Yes! Follow us on social media for the latest news, updates, SUMMA Stories, and more! Tag us in your posts for this year's camp with #summadebate2024. You can find us on Instagram @summadebate and on Twitter @summadebate.

travel and logistics

when do i need to arrive?

Camp 2024 begins on July 16. Check-in at Benedict Dorm begins at 12:00 p.m. and 4:00 p.m. Campers can arrive and check-in and move into their rooms at any point during this period. SUMMA Orientation starts promptly at 4:30 p.m.  

WHEre should we park?

Benedict Hall is at the corner of University Avenue and Mississippi Avenue. Directly across from the dormitory is a parking lot where arriving campers and their families can park and unload. Parking is free.

my child needs to fly to attend camp. how should we plan?

We highly recommend you plan to fly through the Nashville International Airport, which is about an hour-and-a-half from Sewanee.
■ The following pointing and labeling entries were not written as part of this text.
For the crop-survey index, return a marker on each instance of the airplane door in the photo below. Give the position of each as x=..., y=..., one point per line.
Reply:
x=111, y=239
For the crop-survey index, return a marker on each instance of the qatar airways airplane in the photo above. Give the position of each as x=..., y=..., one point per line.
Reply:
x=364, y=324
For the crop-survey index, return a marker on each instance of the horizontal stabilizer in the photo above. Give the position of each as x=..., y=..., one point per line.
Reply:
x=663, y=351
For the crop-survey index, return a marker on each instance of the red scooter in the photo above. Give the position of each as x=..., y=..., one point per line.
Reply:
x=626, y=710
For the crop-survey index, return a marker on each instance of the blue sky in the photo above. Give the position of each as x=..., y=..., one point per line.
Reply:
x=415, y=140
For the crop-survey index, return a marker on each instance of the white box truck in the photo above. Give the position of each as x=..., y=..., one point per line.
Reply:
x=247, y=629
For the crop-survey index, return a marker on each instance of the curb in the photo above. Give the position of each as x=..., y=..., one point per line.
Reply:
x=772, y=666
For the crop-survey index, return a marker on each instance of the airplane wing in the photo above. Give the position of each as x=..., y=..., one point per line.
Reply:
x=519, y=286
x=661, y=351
Ground transportation from Nashville to Monteagle, TN (very near the university) is available via Groome, and a program staff member can pick up/take your child to the shuttle stop at the beginning and end of camp. For departures at the end of camp, all program participants must be out of Benedict Hall by 10:00 a.m. We can take campers to the shuttle stop, make the trip to Nashville, check in, and arrive to the gate. When making your reservation, please be mindful that you enter the correct days, times, and locations. If you have questions, please write to us at summa@sewanee.edu and we will be glad to help you finalize the correct reservation.

I am traveling with my child via flight. where can i stay?
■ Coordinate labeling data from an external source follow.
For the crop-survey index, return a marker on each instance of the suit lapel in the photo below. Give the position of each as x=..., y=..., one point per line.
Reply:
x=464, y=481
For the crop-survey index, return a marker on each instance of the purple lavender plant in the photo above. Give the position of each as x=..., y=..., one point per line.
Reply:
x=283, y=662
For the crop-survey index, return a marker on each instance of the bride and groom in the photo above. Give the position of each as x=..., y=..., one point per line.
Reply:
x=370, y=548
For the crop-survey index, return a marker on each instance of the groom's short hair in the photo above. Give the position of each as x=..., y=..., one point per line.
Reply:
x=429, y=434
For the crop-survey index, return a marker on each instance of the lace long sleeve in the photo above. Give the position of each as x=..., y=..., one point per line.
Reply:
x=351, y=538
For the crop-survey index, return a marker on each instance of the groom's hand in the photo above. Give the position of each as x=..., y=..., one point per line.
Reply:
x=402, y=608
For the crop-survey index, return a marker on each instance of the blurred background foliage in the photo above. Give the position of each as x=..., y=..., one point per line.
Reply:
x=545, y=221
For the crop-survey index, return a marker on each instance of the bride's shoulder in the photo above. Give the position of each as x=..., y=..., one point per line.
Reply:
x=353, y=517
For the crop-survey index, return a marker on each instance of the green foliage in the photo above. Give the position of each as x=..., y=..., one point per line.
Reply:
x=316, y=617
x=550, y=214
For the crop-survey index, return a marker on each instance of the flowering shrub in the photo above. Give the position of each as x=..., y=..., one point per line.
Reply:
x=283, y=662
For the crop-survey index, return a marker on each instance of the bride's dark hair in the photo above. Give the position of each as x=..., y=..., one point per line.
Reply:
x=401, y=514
There are a number of on-campus or nearby accommodations available.

Health and Medical Information

My child needs to take a medication. How is this handled?

First and foremost, please list all medications your child takes on the Camp Medication Form. Medications will be kept safe and locked in the room of the Camp Director and campers are responsible to ensure that they take their medications at the appropriate time and in the appropriate dose.

My child has a medication that needs to be refrigerated. Is there a refrigerator on site?

Yes. All campers stay in the same dormitory (typically, Benedict Hall) and there is a refrigerator available in the dormitory where medication can be safely stored.

My child has an allergy. How is that handled?

Please include all allergy information on the Camp Medical Form so that we can be prepared to ensure your camper has access to any needed medications (e.g., epi-pen) at all times. We keep generic allergy medications (e.g., Benadryl) on site and you can indicate on the Camp Medical Form if we have permission to distribute that to your child if needed.

My child has a mobility issue. How will accessibility be handled?

All of the camp activities and events are within walking distance on our campus (i.e., lodging, dining, classrooms, library, etc.). However, we understand that campers may arrive to camp with mobility issues and it is our goal to ensure that all campers can move safely and accessibly through campus. We always have a golf cart on site for travel between buildings and a larger van available for outings, hikes, and more as needed.